CHP. 1 - First Principles Flashcards
Every economic issue involves an:
Individual choice
What’s the first principle of individual choice?
People must make choices because resources are scarce.
- Limited income prevents people from buying whatever they want.
- Limited resources/time
(Only 24 hours in a day)
What’s the second principle of individual choice?
The true cost of something is its opportunity cost.
- All costs are opportunity costs.
What’s the third principle of individual choice?
“How much” a decision is at the margin.
-some decisions require “trade off”
- decisions of this type is whether to do a bit MORE or LESS of an activity.

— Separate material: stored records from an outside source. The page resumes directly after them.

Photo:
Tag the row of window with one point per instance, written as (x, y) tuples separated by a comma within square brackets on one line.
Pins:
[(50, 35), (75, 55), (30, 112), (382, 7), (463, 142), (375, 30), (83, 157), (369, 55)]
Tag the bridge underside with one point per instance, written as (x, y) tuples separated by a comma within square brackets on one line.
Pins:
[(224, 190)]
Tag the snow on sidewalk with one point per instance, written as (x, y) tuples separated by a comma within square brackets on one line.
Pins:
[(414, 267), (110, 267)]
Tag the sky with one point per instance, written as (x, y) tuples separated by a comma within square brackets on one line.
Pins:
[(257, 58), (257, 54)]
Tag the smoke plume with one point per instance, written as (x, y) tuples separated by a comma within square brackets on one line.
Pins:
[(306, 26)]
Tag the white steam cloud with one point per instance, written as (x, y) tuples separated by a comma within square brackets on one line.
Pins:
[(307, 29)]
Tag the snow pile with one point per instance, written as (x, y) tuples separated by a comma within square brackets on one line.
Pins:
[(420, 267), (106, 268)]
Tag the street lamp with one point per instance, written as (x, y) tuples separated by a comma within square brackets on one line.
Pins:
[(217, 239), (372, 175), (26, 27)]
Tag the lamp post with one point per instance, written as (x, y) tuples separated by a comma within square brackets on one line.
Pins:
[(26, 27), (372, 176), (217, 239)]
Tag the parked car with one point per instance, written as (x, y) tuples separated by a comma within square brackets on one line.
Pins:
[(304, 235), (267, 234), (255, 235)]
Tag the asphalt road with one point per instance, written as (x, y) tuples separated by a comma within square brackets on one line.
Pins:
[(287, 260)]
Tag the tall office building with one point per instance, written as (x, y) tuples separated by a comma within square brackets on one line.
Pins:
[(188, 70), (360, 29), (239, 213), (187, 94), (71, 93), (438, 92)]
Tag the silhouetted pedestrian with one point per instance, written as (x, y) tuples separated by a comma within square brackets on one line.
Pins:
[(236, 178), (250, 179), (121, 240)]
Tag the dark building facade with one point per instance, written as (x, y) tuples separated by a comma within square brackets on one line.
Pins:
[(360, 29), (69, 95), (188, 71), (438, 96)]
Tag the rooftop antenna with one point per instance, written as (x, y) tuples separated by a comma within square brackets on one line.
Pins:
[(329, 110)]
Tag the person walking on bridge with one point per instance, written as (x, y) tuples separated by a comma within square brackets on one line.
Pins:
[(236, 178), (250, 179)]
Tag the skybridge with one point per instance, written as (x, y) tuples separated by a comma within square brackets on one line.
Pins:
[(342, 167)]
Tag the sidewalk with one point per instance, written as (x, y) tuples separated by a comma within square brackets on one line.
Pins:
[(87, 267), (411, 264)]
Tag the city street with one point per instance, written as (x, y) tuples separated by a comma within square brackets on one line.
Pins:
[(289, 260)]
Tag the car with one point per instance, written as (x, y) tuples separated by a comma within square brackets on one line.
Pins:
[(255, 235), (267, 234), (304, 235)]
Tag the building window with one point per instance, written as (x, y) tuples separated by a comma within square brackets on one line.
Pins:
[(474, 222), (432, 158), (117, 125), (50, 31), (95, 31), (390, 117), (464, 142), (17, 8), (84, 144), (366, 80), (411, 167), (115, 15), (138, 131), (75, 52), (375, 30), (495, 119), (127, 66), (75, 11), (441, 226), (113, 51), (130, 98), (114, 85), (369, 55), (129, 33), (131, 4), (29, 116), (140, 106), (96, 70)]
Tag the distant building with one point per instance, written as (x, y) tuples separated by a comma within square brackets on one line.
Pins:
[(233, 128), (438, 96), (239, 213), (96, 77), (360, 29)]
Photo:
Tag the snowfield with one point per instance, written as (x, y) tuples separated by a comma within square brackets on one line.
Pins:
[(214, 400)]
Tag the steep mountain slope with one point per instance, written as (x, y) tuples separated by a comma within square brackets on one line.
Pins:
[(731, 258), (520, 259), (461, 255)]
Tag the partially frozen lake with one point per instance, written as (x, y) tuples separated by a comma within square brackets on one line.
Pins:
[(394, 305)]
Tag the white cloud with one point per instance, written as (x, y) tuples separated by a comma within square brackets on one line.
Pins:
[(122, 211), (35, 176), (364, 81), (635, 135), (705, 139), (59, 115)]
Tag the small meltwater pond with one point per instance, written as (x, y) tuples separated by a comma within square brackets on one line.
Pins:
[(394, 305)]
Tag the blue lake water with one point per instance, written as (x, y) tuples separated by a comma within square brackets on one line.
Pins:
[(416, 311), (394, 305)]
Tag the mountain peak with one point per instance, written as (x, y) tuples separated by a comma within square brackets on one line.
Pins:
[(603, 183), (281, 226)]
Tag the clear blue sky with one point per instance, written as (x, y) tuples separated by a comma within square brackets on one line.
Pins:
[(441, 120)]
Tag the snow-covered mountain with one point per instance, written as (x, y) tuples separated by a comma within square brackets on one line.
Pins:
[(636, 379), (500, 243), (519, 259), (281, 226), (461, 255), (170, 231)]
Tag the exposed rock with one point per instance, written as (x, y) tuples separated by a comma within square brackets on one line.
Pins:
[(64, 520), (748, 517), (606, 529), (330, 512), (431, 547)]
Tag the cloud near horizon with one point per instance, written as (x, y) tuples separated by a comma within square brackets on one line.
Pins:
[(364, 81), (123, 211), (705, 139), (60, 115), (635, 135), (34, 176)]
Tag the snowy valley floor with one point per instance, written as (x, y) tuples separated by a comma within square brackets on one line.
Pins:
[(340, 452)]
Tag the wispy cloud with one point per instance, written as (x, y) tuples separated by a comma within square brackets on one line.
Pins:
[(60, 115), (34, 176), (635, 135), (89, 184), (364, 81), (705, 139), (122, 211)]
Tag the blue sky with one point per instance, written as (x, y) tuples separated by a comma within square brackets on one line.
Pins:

This is known as marginal decisions.
The study of decisions is known as:
Marginal analysis
What’s the fourth principle of individual choice?
People respond to incentives, exploiting opportunities to make themselves better off.
- EX: a bonus given to employee for exceeding sales targets
What are the factors of production?
Resources: (land, labor)
Physical Capital (machines, tools)
Human Capital (Knowledge, experience)
Technology
What’s the fifth principle of individual choice?
There are gains to trade.
-The key for a better standard of life is trade.
-Allows us to consume more than we normally would
- Gains arise from the division of tasks called specialization.
What’s the sixth principle of individual choice?
Markets moves towards equilibrium.
Because people respond to incentives, the market moves towards a state of balance, known as equilibrium.
No individual would be better off doing something different.
What’s the seventh principle of individual choice?
Resources should be used efficiently to achieve society’s goals.
-an economy is efficient if it takes all opportunities to make people better off without making them worse off.
Efficiency and equity are often at odds.
EX: maximizing productivity and minimizing costs
What’s the eighth principle of individual choice?
Markets usually lead to efficiency, but when they don’t, government intervention can improve society’s welfare.
-in case of market failures, the pursuit of self interest makes society worst off.
- when markets don’t achieve efficiency, the government can intervene to improve society’s well fare.
What’s the ninth principle of individual choice?
One person’s spending is another person’s income.
-During RECESSIONS, a drop in business spending leads to less income, spending and more drops in business spending, layoffs and rising unemployment
What’s the tenth principle of individual choice?
Overall spending sometimes gets out of life with the economy productive capacity, when it does, government policy can change spending.
-OVERALL SPENDING, sometimes doesn’t match the amount the economy is capable of producing.
- When the overall spending falls short of what is needed to keep workers employed, the economy experiences recession.
- spending outstrips the supply = inflation
- GOV. Policy’s can be used to address imbalances
What’s the eleventh principle of individual choice?
Increases in the economy’s potential lead to economic growth overtime.
-emergence of new technologies and increased resources available for production boosts the economy potential.